JP Morgan Chase n’est pas le seul groupe à mettre en avant les bienfaits du compagnonnage entre anciens et nouveaux. Discover, l’expert en cartes de crédit, déplore ainsi l’arrêt temporaire de ses six semaines de formation en présentiel. Les nouveaux venus, retranchés derrière leur ordinateur, ont plus de mal à intégrer la culture maison et, même, à comprendre le jargon des habitués.

Moins de bureau, moins de créativité

Le dirigeant de JP Morgan ajoute à cette longue liste de récriminations d’autres défauts. « Trop de Zoom ralentit le processus de décision », écrit-il, car « il n’y a pas de suivi immédiat ». Enfin, l’éloignement des équipes fait disparaître « les rencontres spontanées et la créativité qui en résulte ». Finies les discussions autour de la machine à café et les voyages pour aller au-devant des clients et des collègues. Le feedback sur les produits et les services s’en ressent.
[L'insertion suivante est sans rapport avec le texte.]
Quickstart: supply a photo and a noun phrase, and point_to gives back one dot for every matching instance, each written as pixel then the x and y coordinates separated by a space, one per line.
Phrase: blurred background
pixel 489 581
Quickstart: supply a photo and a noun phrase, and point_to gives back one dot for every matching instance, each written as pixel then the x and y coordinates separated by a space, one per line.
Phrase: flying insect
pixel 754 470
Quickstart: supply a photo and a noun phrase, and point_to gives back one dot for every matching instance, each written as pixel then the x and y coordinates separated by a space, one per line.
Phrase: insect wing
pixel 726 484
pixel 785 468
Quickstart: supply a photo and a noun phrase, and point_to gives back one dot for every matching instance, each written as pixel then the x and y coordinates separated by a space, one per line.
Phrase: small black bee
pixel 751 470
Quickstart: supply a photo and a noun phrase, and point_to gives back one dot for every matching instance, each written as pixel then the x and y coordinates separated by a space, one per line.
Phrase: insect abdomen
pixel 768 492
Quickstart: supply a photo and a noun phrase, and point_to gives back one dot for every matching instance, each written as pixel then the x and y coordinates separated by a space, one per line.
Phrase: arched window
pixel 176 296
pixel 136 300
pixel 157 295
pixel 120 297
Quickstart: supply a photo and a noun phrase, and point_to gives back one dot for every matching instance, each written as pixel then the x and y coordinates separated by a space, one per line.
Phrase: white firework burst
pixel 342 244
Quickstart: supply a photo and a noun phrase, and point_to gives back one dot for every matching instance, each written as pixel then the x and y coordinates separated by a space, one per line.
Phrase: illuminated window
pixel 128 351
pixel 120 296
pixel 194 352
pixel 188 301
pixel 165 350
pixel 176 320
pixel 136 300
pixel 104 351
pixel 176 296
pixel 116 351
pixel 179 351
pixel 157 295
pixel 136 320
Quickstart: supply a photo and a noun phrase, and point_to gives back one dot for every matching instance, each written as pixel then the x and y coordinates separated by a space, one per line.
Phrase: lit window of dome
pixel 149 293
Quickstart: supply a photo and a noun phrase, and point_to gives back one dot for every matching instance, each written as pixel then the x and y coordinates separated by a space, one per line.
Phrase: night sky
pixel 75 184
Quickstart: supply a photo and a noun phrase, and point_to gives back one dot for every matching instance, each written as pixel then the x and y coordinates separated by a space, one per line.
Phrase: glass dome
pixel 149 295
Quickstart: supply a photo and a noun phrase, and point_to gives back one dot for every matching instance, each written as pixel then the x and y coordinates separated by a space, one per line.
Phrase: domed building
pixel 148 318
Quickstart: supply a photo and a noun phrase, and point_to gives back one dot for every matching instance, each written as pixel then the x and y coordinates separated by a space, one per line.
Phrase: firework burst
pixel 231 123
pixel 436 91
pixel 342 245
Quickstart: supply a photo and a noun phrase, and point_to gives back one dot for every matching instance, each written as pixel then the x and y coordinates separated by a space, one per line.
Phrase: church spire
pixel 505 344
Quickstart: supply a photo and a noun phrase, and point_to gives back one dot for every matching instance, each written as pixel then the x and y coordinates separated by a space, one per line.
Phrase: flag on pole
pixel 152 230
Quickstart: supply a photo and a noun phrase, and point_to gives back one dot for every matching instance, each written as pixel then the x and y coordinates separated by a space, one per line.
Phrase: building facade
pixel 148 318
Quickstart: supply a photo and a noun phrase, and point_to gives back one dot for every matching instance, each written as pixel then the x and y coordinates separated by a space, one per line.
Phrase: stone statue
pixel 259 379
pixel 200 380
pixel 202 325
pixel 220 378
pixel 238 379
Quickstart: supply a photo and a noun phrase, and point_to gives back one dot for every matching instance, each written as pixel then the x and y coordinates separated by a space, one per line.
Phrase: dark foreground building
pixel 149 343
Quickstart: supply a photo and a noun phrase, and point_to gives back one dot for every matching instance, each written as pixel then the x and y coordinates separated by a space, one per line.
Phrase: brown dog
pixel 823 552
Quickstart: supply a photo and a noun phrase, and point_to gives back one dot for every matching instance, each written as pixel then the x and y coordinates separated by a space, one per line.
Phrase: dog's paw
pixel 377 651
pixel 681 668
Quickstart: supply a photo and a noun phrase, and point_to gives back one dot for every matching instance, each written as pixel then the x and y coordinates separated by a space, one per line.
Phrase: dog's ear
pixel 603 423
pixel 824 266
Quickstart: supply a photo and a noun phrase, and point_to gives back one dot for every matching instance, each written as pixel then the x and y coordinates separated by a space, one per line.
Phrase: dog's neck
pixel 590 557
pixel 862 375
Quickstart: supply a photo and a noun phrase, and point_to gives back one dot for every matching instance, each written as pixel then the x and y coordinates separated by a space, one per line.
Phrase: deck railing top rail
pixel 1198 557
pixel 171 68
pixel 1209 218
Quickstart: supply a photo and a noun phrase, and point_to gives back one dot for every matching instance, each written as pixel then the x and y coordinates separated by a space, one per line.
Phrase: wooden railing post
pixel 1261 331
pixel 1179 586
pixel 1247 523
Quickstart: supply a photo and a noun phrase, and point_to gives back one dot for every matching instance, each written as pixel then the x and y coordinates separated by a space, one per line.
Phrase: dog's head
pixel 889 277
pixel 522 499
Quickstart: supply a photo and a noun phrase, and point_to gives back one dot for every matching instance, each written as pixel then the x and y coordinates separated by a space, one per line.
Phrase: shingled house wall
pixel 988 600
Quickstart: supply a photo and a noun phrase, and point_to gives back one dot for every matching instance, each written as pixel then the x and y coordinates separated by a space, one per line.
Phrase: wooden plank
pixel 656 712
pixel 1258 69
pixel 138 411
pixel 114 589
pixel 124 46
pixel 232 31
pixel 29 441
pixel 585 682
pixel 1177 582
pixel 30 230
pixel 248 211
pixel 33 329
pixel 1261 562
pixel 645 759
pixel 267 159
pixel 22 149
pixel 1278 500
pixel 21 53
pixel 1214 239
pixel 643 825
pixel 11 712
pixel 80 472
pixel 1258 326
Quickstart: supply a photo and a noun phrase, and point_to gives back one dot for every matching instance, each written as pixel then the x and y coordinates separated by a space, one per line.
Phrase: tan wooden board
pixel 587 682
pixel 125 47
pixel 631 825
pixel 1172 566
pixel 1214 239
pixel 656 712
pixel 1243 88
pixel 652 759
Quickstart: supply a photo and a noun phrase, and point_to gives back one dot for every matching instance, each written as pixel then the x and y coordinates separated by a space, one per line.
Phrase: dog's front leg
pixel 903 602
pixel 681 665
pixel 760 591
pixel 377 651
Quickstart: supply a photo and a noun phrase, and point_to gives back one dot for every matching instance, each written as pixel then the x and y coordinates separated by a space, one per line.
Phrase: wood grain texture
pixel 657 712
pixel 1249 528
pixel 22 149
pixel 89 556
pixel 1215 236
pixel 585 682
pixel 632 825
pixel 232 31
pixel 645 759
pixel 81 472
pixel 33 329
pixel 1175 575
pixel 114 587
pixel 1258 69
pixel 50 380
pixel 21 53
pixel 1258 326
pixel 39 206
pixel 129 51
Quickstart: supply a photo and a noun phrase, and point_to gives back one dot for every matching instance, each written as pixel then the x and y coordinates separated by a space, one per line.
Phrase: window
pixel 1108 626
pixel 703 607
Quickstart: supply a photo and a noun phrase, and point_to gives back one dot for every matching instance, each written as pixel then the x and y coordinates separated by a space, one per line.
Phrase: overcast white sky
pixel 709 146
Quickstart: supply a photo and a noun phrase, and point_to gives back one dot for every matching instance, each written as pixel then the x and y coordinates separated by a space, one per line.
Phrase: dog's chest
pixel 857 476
Au bout du compte, Jamie Dimon n’est pas loin de partager l’avis de David Solomon, le patron de la banque d’affaires Goldman Sachs, qui estime que le travail à distance est « une aberration ». Pourtant, du bout des lèvres, la direction de JP Morgan accepte certaines formules hybrides pour ses banquiers d’investissement. Le coprésident Daniel Pinto, proche de Jamie Dimon, a ainsi évoqué la possibilité d’une semaine par mois à la maison, voire deux semaines, ou encore, deux jours par semaine loin du bureau. Ce compromis satisfait ceux qui savourent la diminution des transports en commun et les repas express au coin de l’ordinateur. En plus, la banque en profite pour réduire son empreinte immobilière. Le nouveau QG en construction à New York sur Park Avenue prévoit des « sièges ouverts » qui seront gérés par des outils digitaux et faciliteront la « rotation » des effectifs. Cent personnes qui rejoignaient autrefois le bureau en masse sont remplacées par une tournante d’une soixantaine d’employés. Jamie Dimon a beau préférer le présentiel, il accepte avec plaisir la réduction des coûts immobiliers.